Allen Zhu

allenzhu@berkeley.edu

I am an applied scientist at Aurora, where I work on graph net models for motion simulation. Previously, I completed a Master’s in Machine Learning at CMU and worked as a research assistant.

Notes

Projects

Interpretable RL

Advisor: Abhinav Gupta

We demonstrate a reinforcement learning method that allows robots to learn human concepts without direct supervision, which enables new ways for people to train, debug, and interact with robots. Our key idea is to use a vision encoder that produces semantic segmentations, predicting a discrete category for each input pixel. From reward signal, the encoder learns categories of objects independent of visual appearance. In the foodbot environment shown, the agent learns to collect good objects (foods) and avoid bad objects (animals).

Our method makes it obvious whether mistakes are caused by errors in perception or errors in behavior. Further, it’s possible to teach robots at a conceptual level, e.g. “avoid the spikes”. Similarly, our approach makes it easier for robots to learn new objects, transfer to new environments, or learn new tasks.

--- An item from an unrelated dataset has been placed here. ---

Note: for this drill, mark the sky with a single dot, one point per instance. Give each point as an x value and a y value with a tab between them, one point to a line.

More details: presentation.

Planning-based Estimators for Distance Learning

Advisor: Ruslan Salakhutdinov

Human behavior is organized hierarchically, breaking hard problems into subtasks. We don’t think about the thousands of movement primitives required to get a glass of water—we think about first walking over, and then reaching for the glass. Empirically, we find that hierarchical approaches to RL also scale better.

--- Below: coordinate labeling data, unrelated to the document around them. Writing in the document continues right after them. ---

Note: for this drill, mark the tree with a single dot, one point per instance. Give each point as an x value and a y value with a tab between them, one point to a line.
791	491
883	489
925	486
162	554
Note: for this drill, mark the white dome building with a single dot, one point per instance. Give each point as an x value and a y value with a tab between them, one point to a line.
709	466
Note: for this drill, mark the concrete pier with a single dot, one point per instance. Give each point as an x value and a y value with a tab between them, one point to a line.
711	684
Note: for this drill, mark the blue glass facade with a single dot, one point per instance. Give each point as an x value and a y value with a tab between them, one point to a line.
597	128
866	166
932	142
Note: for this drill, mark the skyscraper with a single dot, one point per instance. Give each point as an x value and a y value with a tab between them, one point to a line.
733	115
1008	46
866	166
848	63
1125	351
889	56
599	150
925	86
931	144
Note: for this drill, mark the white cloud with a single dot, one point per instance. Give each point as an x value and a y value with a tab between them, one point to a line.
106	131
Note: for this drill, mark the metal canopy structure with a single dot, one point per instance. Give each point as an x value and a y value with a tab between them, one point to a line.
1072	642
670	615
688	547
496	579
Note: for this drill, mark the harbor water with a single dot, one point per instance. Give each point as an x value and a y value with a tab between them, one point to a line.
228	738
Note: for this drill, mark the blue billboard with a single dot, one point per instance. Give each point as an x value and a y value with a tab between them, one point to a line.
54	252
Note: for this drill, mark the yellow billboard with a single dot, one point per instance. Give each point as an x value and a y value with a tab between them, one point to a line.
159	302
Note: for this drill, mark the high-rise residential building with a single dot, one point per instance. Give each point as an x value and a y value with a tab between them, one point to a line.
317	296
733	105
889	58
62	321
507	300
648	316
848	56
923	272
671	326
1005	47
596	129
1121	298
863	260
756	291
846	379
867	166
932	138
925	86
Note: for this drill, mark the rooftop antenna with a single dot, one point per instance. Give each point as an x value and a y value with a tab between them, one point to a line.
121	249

In this project, we studied distance learning, which learns distances d(s, s’), and behavior cloning, which learns goal-conditioned policies π(s; g). We modeled 50 points along a line and analyzed a dataset of random walks along that line. A naive function approximation would take pairs of states and predict the number of steps between the two states. We showed that the naive estimator only works for short distances, because the number of samples of a pair (s, s’) falls off exponentially with the distance between them. But applying a hierarchical approach, we can instead plan waypoints and sum the distances along shorter segments, which reduces variance and improves accuracy.

Environmental Justice

Advisor: Khalid Kadir

We analyzed California’s cap-and-trade program, a market-based mechanism for reducing air pollution. We found that low-income communities and communities of color are disproportionately exposed to hazardous air pollutants, which can increase the risk of lung cancer, stroke, etc. These findings led to more equitable environmental regulation. More details in the full report and paper.